Planetscale’s primer walks you through B‑trees, indexes and why UUID primary keys can sting

Ben Dicken’s new Planetscale post unpacks the humble B‑tree — the behind‑the‑scenes workhorse of MySQL, Postgres, MongoDB and many other databases — and makes a case for why it still matters in 2024. The piece is part explainer, part interactive lab: you can click through animations to watch nodes split and merge, and see why tree shape matters for real‑world disk performance. It’s accessible, practical, and yes — it even tells you why randomly chosen UUID primary keys might not be the neat trick you hoped for.
What is a B‑tree?
Think of a B‑tree as a very organized root system. Each node holds a set number of ordered key/value pairs and pointers to children; every leaf sits on the same level; and you only need to visit one node per level when searching. Dicken walks through the formal constraints — order K, node capacities, child pointers — then shows how that enforced ordering yields fast lookups. Short hops, fewer levels, fewer disk reads. Simple idea, big payoff.
Why databases love B‑trees
The real magic? B‑trees map nicely onto disk blocks. Nodes can be sized to match 4k/8k/16k blocks so a single disk read pulls in a chunk of index that’s actually useful. That’s why B‑trees are the default index structure in many DBMSs: they minimize slow I/O by turning many tiny reads into a few big ones. Dicken also contrasts B‑trees and B+trees, and teases how insertion patterns — say, inserting random UUIDs — affect tree shape and, therefore, performance.

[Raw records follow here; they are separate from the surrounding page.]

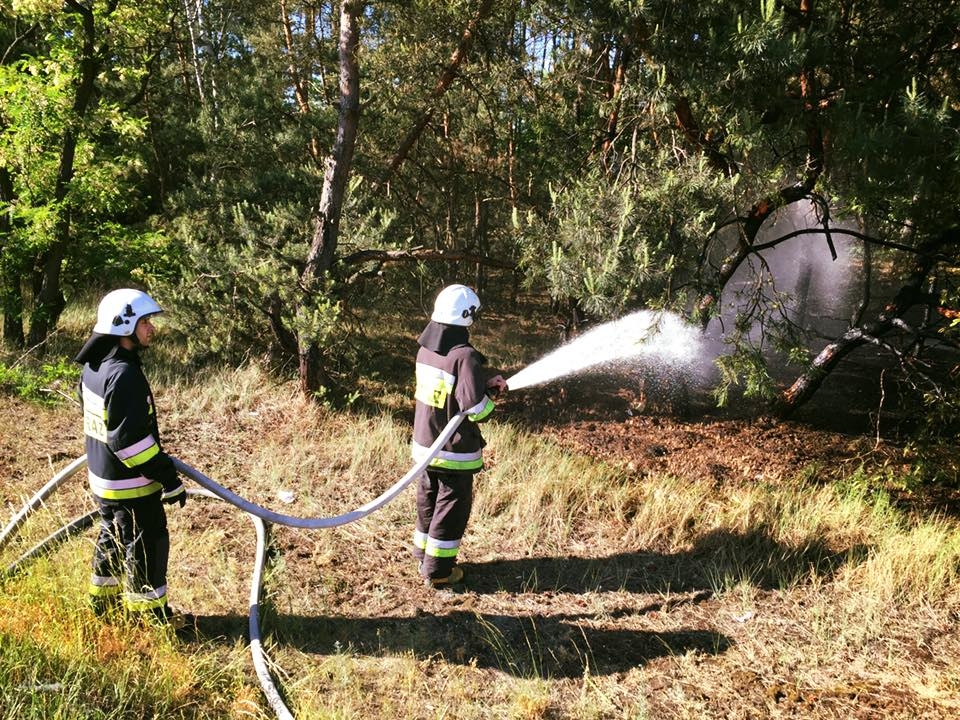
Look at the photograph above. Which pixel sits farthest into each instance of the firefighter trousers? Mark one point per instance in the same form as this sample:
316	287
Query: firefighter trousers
131	555
444	500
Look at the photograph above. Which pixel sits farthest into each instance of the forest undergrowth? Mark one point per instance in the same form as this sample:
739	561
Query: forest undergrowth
599	585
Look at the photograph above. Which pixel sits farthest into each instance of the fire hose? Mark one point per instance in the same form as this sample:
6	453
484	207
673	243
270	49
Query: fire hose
262	518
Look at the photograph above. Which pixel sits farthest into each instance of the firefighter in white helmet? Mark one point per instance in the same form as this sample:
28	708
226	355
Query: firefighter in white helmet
451	378
130	475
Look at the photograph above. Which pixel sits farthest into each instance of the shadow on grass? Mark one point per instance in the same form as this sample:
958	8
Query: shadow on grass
580	637
555	646
717	561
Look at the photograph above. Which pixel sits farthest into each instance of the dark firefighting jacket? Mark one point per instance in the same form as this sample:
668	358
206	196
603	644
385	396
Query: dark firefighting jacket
450	379
124	456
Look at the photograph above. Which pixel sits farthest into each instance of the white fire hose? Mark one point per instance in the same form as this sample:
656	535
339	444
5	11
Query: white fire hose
261	518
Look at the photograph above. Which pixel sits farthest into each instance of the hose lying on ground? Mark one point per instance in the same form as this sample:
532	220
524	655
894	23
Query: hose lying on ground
261	518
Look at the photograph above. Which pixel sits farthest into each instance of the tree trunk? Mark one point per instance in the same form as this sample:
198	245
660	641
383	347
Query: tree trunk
11	292
443	84
322	253
50	302
804	387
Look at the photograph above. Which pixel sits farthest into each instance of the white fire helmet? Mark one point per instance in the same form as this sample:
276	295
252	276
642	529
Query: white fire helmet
456	305
120	310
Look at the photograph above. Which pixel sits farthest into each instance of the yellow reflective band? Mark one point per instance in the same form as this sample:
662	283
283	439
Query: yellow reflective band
442	548
94	415
142	457
456	464
434	386
140	604
103	590
484	412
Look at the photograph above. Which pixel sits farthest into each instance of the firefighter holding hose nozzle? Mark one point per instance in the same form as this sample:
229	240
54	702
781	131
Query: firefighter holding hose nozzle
451	378
130	475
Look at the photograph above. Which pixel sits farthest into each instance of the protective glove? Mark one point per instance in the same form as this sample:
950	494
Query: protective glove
177	495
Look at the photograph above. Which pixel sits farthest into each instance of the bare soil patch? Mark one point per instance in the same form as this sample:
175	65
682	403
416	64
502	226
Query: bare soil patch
597	610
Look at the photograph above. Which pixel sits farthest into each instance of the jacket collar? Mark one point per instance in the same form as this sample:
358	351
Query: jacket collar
441	338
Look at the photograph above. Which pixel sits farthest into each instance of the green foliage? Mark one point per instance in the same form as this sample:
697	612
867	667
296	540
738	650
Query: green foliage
45	382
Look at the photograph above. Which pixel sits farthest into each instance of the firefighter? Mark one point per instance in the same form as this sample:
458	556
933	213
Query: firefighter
451	378
130	475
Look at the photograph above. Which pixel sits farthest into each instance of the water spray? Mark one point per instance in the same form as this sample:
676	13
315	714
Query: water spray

Which leaves the emotional bit: you want fast lookups, but you also want sane keys. UUIDs feel modern and convenient. But do they cost you depth, fragmentation and extra I/O? Dicken’s write‑up nudges you to think twice, experiment with the provided animations, and match your key strategy to your workload — because in databases, as in life, the small design choices add up.